I thought, How bad can it be?
A few minutes later, I was completely enveloped in fog.
I could barely see the red tail lights in front of me. The road was steep and winding. Semi-trucks appeared out of nowhere. Visibility shrank to maybe ten feet. It was disorienting — and honestly, a little panic-inducing.
But something else happened in that fog.
I became fully present.
There was no adjusting my Spotify playlist. No mental multitasking. No autopilot. I had to slow down and focus only on what was directly in front of me: the tail lights, the painted lines, the next few feet of road.
And that’s what survival moments do. They strip everything away that isn’t essential.
The fog lasted maybe five or ten minutes before it cleared as I descended into the valley. But the metaphor has stayed with me.
How many times have I felt lost, foggy, unsure of what’s next? More times than I can count. And yet — the fog always clears. Not on my timeline. Not according to when I think it should. But it clears.

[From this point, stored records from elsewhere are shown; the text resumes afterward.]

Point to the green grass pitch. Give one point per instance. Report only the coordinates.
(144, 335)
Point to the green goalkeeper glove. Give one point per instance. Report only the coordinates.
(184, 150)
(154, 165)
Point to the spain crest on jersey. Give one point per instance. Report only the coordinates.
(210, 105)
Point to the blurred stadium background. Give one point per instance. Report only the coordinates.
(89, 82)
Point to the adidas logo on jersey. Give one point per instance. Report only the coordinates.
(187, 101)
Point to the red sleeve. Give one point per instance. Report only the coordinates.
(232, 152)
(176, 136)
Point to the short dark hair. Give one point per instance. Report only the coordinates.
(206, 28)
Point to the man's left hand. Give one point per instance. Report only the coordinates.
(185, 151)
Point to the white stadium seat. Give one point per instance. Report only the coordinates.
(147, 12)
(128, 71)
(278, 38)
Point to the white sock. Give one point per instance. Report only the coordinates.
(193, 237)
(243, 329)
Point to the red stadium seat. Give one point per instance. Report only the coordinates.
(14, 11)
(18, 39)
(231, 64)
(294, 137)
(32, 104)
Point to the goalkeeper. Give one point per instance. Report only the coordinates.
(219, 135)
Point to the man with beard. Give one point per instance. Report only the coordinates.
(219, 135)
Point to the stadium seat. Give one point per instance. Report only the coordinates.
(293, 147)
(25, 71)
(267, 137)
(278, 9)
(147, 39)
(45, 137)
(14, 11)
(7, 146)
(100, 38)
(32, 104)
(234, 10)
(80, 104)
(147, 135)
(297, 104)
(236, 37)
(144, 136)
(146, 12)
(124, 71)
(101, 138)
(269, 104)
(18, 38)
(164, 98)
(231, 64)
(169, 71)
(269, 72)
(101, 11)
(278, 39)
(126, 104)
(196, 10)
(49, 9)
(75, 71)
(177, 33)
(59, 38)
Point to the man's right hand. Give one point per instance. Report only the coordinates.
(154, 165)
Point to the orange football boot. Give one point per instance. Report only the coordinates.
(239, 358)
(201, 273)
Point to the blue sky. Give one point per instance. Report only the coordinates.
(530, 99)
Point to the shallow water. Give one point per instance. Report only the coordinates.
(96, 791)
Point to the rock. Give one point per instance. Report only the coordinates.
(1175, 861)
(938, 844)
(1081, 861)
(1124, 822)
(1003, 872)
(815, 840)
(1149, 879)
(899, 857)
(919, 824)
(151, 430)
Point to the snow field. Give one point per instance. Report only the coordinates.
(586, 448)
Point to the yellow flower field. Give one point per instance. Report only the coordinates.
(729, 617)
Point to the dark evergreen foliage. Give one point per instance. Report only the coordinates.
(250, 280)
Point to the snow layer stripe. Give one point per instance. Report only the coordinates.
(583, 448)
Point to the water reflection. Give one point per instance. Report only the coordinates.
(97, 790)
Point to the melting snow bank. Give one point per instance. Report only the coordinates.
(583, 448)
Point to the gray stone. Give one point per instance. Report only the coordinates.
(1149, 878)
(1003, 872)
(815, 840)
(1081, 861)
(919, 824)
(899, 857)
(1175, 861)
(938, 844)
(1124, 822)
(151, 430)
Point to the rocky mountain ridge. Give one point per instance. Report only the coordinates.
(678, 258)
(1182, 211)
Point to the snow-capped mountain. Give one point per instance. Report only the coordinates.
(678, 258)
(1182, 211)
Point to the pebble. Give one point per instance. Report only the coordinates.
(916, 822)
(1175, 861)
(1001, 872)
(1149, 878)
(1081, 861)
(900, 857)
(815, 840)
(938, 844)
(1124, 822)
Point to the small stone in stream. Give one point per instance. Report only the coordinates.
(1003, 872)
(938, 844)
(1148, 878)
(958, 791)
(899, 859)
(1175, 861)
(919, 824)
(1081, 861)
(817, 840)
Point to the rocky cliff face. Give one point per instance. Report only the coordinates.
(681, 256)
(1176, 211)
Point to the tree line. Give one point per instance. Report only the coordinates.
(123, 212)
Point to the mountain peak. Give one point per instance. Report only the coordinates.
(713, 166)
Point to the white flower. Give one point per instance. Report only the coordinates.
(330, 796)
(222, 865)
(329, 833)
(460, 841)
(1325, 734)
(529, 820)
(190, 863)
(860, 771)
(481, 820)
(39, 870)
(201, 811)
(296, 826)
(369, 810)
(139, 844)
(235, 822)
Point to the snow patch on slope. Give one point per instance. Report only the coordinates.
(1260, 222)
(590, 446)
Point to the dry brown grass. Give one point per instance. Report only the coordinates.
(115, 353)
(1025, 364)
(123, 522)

Transitions — especially career transitions — are full of fog.
When we’re considering change, uncertainty becomes chronic. Our brains don’t like uncertainty. Under stress, our thinking narrows. We struggle to process information. We doubt ourselves. We either freeze… or we act impulsively just to escape the discomfort.
Freezing would have meant pulling over on that mountain and waiting indefinitely for the fog to lift. That might have felt safer in the moment, but it would have actually increased the risk — for me and for others who couldn’t see me.
Speeding down the mountain “to get it over with” would have been just as dangerous.
The only workable strategy was this: slow down and focus on the ten feet in front of me.
Not the entire mountain. Not the whole descent. Just the next stretch of pavement.
That’s often what moving through a career transition requires.
Not a five-year plan.
Not total clarity.
Not certainty.
Just the next step.
Maybe it’s updating your resume.
Maybe it’s having one conversation.
Maybe it’s sending a follow-up email.
Maybe it’s simply putting the dishes away so your nervous system can settle.
When we stay still, waiting for full clarity, the view doesn’t change. The road reveals itself as we move.
Fog is uncomfortable. It can be scary. It can make us doubt our ability to navigate at all.
But fog is also temporary.
If you’re in a season where you can’t see very far ahead, consider this: You don’t need to see the entire road. You only need to see the next ten feet.
Keep moving. The rest will reveal itself.